The fixation mark was a bright (white, 160 cd/m2) cross of 0.6° visual angle, centered on a dark background (black, 0.2 cd/m2). Stimuli were bright Landolt rings (white 160 cd/m2) with four possible opening directions (up-, right-, left-, and downward). Targets were displayed at 2° of eccentricity in the left and right visual field, either isolated or flanked to the left and right side. The center-to-center spacing of target and flankers was 1°. The flankers were randomly chosen under the constraint that the opening directions of the Landolt rings were incongruent with the target’s and the other flanker’s opening direction. Flankers were always presented in the same depth distance as the targets. The retinal stimulus size of targets and flankers was kept constant at 0.6° visual angle across all depth conditions. The near-depth distances (170, 215cm) constitute approximately a deviation of ± 0.06 dpt from fixation depth. The far distances (150, 240cm) are approximately ± 0.1 dpt. Data for near and far distances, each under monocular and binocular observation, were collected in four separate sessions. In each session 2 contexts (isolated, flanked) × 4 target ring openings (left, up, right, down) × 2 visual fields (left, right) × 3 depth directions (front, fixation, back) were repeated 20 times, resulting in 960 trials.

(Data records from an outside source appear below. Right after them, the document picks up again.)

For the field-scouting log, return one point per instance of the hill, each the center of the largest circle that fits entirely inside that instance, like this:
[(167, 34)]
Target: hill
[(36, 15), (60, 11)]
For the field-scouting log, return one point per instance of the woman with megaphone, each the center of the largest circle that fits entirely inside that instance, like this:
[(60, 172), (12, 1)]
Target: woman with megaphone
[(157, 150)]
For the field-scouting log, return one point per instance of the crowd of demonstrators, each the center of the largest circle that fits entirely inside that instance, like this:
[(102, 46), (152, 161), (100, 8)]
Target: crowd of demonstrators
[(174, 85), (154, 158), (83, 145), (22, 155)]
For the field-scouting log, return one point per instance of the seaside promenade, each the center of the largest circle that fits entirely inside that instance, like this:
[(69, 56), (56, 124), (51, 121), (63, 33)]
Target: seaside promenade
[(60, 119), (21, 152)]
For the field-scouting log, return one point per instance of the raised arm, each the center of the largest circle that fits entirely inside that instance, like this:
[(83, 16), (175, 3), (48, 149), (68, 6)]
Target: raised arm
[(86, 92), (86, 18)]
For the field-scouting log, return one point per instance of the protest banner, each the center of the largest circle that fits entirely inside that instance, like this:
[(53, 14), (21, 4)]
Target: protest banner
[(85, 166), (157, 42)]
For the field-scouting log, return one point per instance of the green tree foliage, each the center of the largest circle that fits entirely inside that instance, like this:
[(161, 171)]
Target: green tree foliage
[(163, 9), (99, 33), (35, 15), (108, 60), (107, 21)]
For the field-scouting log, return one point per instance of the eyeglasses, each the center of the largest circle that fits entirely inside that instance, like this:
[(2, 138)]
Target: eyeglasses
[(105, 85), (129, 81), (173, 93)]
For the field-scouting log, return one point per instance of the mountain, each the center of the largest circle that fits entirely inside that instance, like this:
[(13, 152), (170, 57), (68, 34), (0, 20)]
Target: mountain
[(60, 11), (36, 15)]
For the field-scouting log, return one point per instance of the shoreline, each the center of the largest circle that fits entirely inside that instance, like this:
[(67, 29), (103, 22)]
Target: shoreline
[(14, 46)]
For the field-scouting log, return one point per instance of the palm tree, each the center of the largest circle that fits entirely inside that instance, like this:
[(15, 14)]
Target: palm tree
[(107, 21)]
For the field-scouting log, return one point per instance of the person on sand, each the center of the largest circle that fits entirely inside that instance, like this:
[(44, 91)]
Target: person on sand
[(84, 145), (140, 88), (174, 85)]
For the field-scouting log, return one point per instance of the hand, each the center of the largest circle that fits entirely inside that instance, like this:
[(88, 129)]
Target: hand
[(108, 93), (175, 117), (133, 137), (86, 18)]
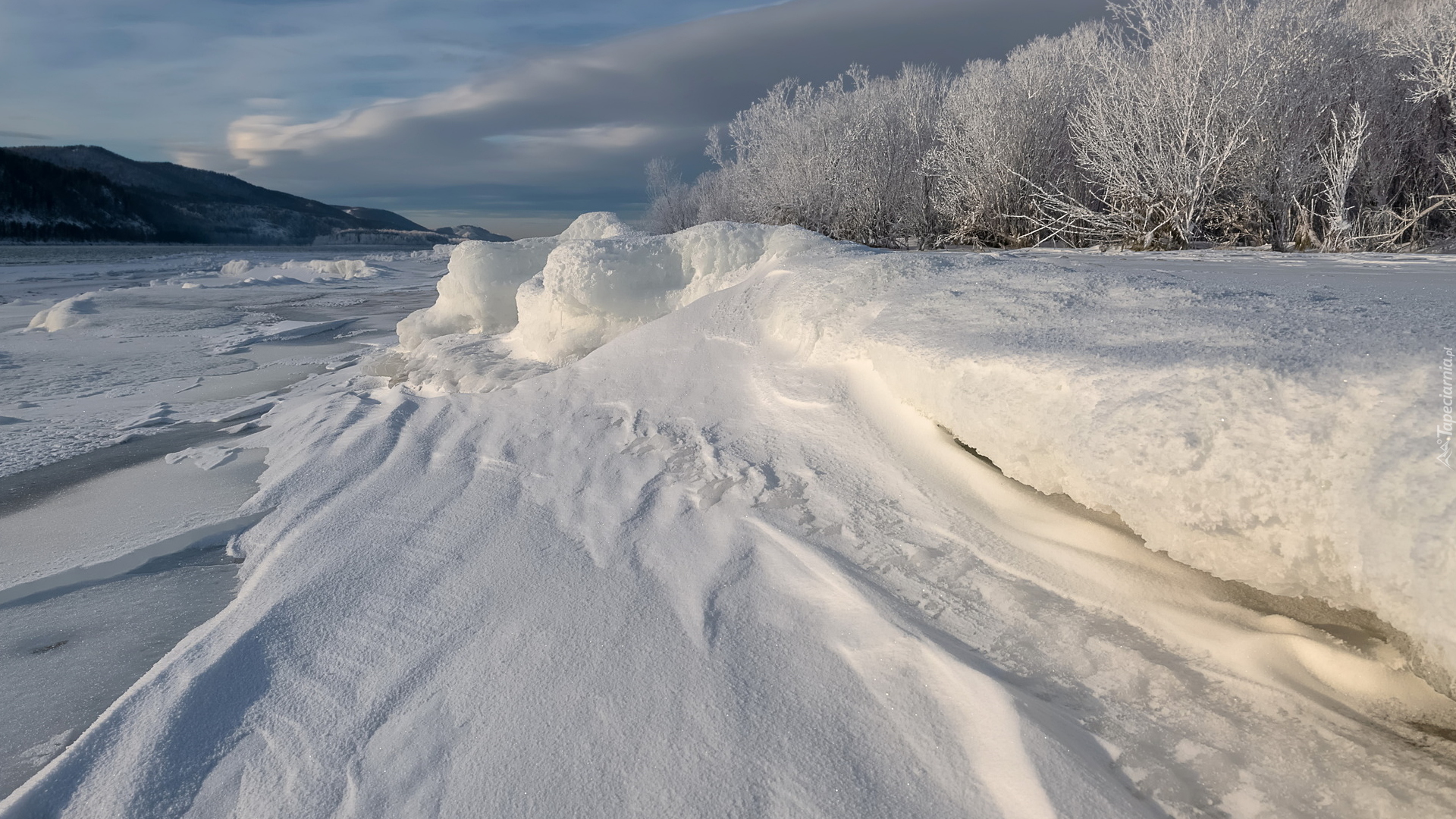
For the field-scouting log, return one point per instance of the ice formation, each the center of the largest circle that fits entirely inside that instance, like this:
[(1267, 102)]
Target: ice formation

Taken together, the entire study consisted of four sessions on the basis of the binocular and the monocular observation condition and on the basis of the near- and the far-depth distances. The order of these four sessions was permuted on the basis of types of observation (binocular, monocular), distance (near, far), and the initial direction of the defocused depth plane (front, back) in Latin square. The resulting eight orders of sessions were balanced across the 16 participants.

Procedure

To avoid confounding depth information by motion parallax, the participant’s gaze was fixed by the use of a chin-rest. In the beginning of each session, the chin-rest was calibrated individually to assure that stimulus presentation was aligned. For monocular observation the participant’s dominant eye was positioned at the central viewpoint, while the non-dominant eye was occluded. Prior to testing, in each session participants completed 72 training trials. The subsequent crowding experiment was split into two blocks. In one block the display of Screen 1 was presented in front of the fixation plane. In the other block, the display of Screen 1 was presented behind the fixation plane. Half of the trials for the fixation depth condition were presented in each block. Thus, each experimental block consisted of 480 trials.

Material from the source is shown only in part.